Accelerating retirement of older port vehicles and equipment and replacing them with the cleanest technology will reduce emissions and increase public health benefits. For example, the report found replacing older drayage trucks with newer, cleaner diesel trucks can reduce NOx emissions by up to 48 percent, and particulate matter emissions by up to 62 percent, in 2020 when compared to continuing business as usual. In 2030, adding plug-in hybrid electric vehicles to these fleets could yield even more NOx and PM2.5 relative reductions from drayage trucks.
The new assessment supports EPA’s Ports Initiative’s goals to reduce air pollution and greenhouse gases, to achieve environmental sustainability for ports, and improve air quality for all Americans working in and living near our nation’s ports. Through this initiative, EPA is engaging a wide range of stakeholders including ports and port operators, communities, tribes, state and local governments, industry, and other technical and policy stakeholders. EPA developed this national scale assessment based on a representative sample of seaports, and the results could also inform decisions at other seaports, Great Lakes and inland river ports, and other freight and passenger facilities with similar profiles.

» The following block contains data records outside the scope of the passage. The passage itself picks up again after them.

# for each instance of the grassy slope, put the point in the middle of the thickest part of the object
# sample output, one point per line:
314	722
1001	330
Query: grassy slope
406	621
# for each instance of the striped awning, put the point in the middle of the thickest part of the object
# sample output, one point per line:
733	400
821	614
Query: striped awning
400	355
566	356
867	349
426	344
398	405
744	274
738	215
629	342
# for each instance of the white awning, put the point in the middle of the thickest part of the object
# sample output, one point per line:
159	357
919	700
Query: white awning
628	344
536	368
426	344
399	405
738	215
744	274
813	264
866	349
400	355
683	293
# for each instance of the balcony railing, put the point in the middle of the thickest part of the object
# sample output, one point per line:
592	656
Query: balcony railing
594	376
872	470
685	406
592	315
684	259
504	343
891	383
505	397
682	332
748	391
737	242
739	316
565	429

EPA’s regulations are already reducing port-related diesel emissions from trucks, locomotives, cargo handling equipment and ships. For example, the North American and U.S. Caribbean Sea Emissions Control Areas require lower sulfur fuel to be used for large ocean-going vessels. This requirement has reduced fuel-based particulate-matter emissions from these vessels by about 90 percent. In addition, some port areas are already applying the emission reduction strategies assessed in the report. The emissions reduction strategies assessed in the report would make a significant difference in reaching the nation’s air quality goals, and would help reduce emissions of the greenhouse gases that contribute to climate change.